Avoid routine administration of granulocyte colony-stimulating factor (G-CSF) in children with asymptomatic neutropenia (AIN) and no sign of recurrent or severe infections.

It’s well-documented that the routine use of G-CSF, a hormone that stimulates white blood cell growth, is not effective in the management of children with asymptomatic AIN.

The majority of children with AIN are slightly more likely to experience upper respiratory infections and may be more likely to experience gingivitis. Although rare, some severe cases have been reported in infants, but routine use of G-CSF in otherwise asymptotic patients is not warranted.

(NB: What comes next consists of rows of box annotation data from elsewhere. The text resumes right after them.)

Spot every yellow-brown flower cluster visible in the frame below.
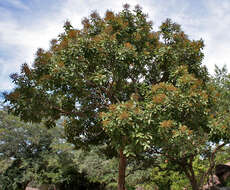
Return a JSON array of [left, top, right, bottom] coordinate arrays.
[[152, 82, 177, 92], [153, 94, 166, 104], [119, 111, 129, 120], [179, 125, 187, 133], [105, 11, 114, 21], [109, 104, 117, 111], [160, 120, 173, 128], [124, 42, 134, 49]]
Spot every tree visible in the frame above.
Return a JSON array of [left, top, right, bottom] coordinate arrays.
[[0, 110, 103, 190], [5, 5, 207, 190]]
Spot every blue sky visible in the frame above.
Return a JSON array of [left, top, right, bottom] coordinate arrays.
[[0, 0, 230, 91]]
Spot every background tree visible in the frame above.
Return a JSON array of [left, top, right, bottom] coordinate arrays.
[[0, 110, 103, 190], [5, 5, 207, 190]]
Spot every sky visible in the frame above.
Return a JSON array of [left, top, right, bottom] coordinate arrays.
[[0, 0, 230, 92]]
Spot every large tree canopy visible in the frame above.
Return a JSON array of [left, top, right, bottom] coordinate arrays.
[[5, 5, 210, 189]]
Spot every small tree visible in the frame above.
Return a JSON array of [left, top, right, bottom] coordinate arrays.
[[5, 5, 207, 190]]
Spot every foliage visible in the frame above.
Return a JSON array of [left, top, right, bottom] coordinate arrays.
[[0, 110, 103, 190], [5, 5, 221, 189]]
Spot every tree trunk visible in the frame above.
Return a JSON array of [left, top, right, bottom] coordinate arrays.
[[117, 149, 126, 190], [184, 168, 200, 190]]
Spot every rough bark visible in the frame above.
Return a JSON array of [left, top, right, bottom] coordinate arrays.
[[117, 149, 126, 190]]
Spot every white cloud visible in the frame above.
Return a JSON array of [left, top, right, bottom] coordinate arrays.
[[0, 0, 230, 91], [2, 0, 29, 10]]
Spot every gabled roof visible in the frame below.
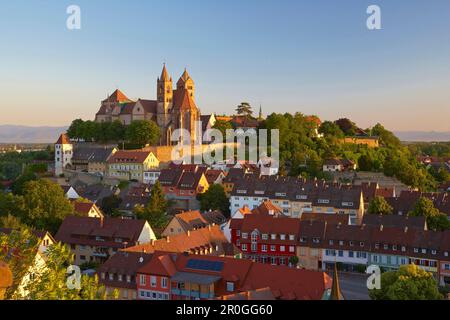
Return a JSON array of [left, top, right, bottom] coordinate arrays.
[[55, 216, 146, 248], [125, 225, 228, 254]]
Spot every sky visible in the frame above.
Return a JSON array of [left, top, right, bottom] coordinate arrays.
[[0, 0, 450, 131]]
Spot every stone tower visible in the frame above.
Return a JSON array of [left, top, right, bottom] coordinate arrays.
[[156, 64, 173, 127], [177, 69, 195, 100], [55, 133, 73, 176]]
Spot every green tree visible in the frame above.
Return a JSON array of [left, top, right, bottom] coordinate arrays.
[[20, 179, 75, 234], [125, 120, 160, 146], [408, 197, 450, 231], [236, 102, 253, 117], [135, 181, 169, 229], [369, 264, 443, 300], [368, 196, 394, 215], [0, 214, 24, 230], [198, 184, 230, 217], [319, 121, 344, 138]]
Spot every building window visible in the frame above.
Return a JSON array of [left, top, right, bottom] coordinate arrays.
[[161, 277, 167, 288], [227, 281, 234, 292], [150, 276, 156, 287]]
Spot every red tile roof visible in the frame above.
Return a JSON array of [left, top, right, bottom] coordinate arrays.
[[108, 150, 151, 164]]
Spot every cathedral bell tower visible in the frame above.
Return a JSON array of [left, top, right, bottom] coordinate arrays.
[[156, 63, 173, 127]]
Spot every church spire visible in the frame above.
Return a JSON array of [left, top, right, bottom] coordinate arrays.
[[330, 262, 345, 300]]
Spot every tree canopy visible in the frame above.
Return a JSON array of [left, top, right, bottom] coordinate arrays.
[[369, 264, 443, 300]]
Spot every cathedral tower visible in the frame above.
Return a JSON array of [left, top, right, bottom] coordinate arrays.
[[177, 69, 195, 100], [156, 63, 173, 126]]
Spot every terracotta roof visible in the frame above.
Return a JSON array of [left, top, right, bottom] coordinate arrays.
[[136, 99, 158, 114], [97, 251, 152, 289], [362, 214, 426, 230], [177, 69, 192, 86], [205, 169, 224, 184], [108, 150, 151, 164], [159, 63, 169, 81], [300, 212, 350, 224], [143, 253, 332, 300], [102, 89, 131, 102], [55, 133, 71, 144], [252, 200, 283, 216]]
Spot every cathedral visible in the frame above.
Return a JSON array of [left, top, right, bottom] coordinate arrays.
[[95, 64, 201, 146]]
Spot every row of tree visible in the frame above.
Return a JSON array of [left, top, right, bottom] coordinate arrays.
[[67, 119, 160, 146], [368, 197, 450, 231]]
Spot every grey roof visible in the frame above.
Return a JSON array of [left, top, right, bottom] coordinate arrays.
[[171, 272, 222, 285]]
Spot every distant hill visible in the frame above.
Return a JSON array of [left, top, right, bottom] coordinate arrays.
[[0, 125, 68, 143], [394, 131, 450, 142]]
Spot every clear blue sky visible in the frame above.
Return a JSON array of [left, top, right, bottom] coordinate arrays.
[[0, 0, 450, 131]]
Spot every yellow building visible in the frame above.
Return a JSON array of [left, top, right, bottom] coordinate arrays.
[[108, 150, 159, 182]]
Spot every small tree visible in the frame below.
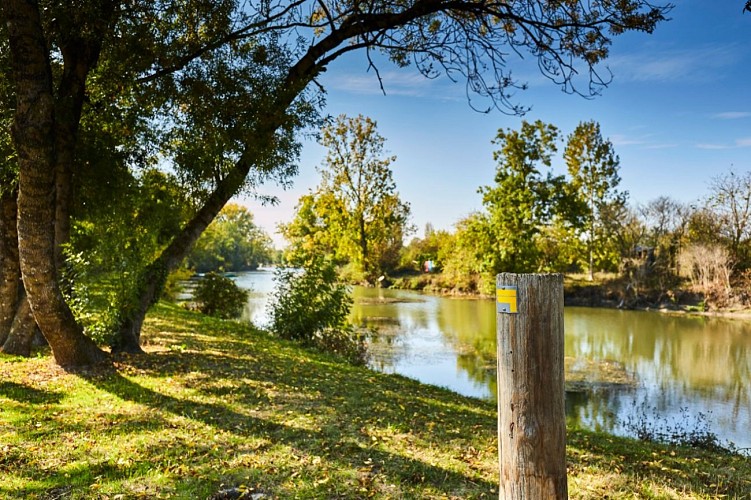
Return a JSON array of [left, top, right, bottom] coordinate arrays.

“Again, there is a tendency to want to treat a low blood cell count to quickly normalize numbers, but in the absence of severe infection, there is no need to put the child through such a regimen to do so,” says Dr. Rotz.

The take-home message

These recommendations are substantiated in the literature and are subject to change based on new research, the authors conclude in the report. Considerations for management should be made on a case-by-case basis, but these tests and treatments should be used judiciously.

Dr. Rotz also notes that the guidelines are especially important in a multidisciplinary setting.

“Some of these recommendations may come as no surprise to hematologists but are important to broadcast among the medical community and with the medical and surgical specialists on a patient’s care team, who may not be as familiar with the strength of evidence associated with some of these tests and treatments.”